Comment on Thoughts about responsibility
Perspectivist@feddit.uk 1 week ago
What’s the alternative? I don’t see one. Becoming cynical because of what others do and then starting to behave that way yourself is just betraying who you are. I can’t make other people act the way I want, but I can keep living the way I wish others did. At the end of the day, at least I can stand behind my own actions and go to bed knowing I didn’t contribute to everything that’s wrong in the world.
SorryImLate@piefed.social 1 week ago
This is the conclusion I reached too in a different context.
I see you’re on feddit.uk, so you might appreciate my experience. Probably TMI so feel free to ignore :) I moved to London from South Africa in my early twenties. South Africans are much friendlier and more open than the Brits, and I was raised to be helpful and kind to strangers, except I wasn’t used to the impact of public transport exposing me to so many strangers, or the difference in how people (mostly men) would interpret my behaviour. I had a large number of bad experiences, the worst one being a man following me off the bus one night, expecting to be invited into my home.

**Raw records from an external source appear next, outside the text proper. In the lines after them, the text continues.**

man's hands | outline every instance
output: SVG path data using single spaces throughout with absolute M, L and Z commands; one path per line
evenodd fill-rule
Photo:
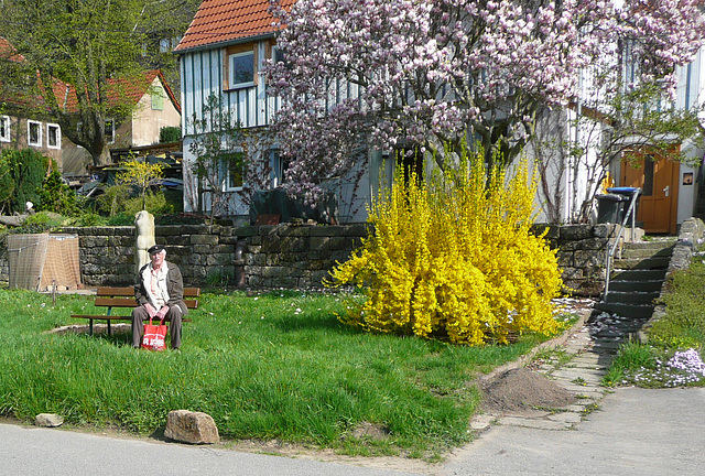
M 156 317 L 158 320 L 163 320 L 166 313 L 169 312 L 169 306 L 164 305 L 161 310 L 156 311 L 154 306 L 150 303 L 144 304 L 144 309 L 147 313 L 150 315 L 150 318 Z
M 159 320 L 161 321 L 164 318 L 167 312 L 169 312 L 169 306 L 167 305 L 162 306 L 162 309 L 159 310 L 159 312 L 156 313 L 155 317 L 159 317 Z

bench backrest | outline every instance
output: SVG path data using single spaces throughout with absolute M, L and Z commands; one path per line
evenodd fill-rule
M 198 307 L 198 296 L 200 288 L 184 288 L 184 302 L 188 309 Z M 96 294 L 97 307 L 137 307 L 134 301 L 134 288 L 110 288 L 99 286 Z

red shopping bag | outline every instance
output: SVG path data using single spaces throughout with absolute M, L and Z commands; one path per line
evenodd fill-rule
M 164 320 L 159 325 L 150 323 L 144 324 L 144 336 L 142 337 L 142 348 L 148 350 L 165 350 L 166 349 L 166 326 Z

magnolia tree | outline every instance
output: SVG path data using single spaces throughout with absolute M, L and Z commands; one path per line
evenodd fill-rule
M 273 2 L 285 25 L 285 62 L 268 71 L 284 99 L 275 127 L 289 182 L 310 197 L 350 170 L 360 144 L 413 144 L 444 167 L 447 145 L 470 134 L 488 162 L 511 163 L 539 111 L 579 100 L 588 66 L 603 94 L 623 88 L 632 64 L 630 80 L 672 91 L 704 23 L 702 0 Z

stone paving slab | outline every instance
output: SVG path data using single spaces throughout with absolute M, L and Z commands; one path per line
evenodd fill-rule
M 523 426 L 539 430 L 568 430 L 572 424 L 543 419 L 530 419 L 522 416 L 502 416 L 497 421 L 500 425 Z
M 574 328 L 557 350 L 572 358 L 558 365 L 558 358 L 541 363 L 535 371 L 553 379 L 560 387 L 576 394 L 578 400 L 546 414 L 505 414 L 498 416 L 494 423 L 499 425 L 524 426 L 540 430 L 575 429 L 585 418 L 599 405 L 600 400 L 609 392 L 601 387 L 611 359 L 617 349 L 625 342 L 625 335 L 638 323 L 628 318 L 612 318 L 609 332 L 593 327 L 589 323 Z M 578 380 L 579 379 L 579 380 Z M 578 383 L 583 381 L 584 385 Z M 489 420 L 488 423 L 489 424 Z

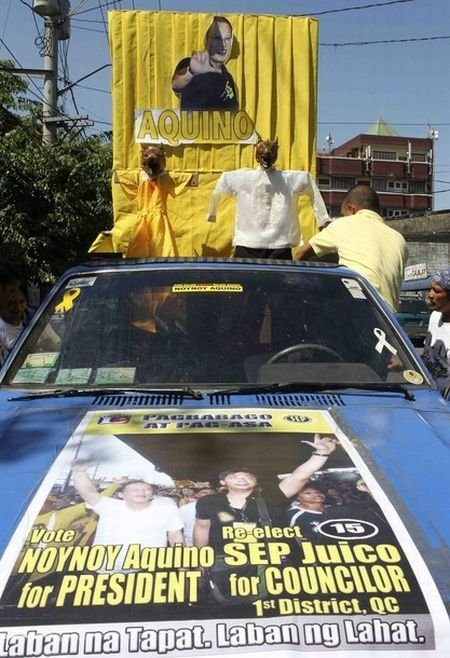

Anyway, 6 months after moving there I realised I was walking with my head down, unsmiling, avoiding all eye contact, and not allowing any conversation with strangers. I was miserable, so I made a conscious choice to be friendlier again but to learn to set clearer personal boundaries. It is much harder to look someone in the eye, recognise them as a person, and then say no in a kind but clear way. I’m still not perfect at it and have undoubtedly given away more money than I should have but I’m much happier with who I am.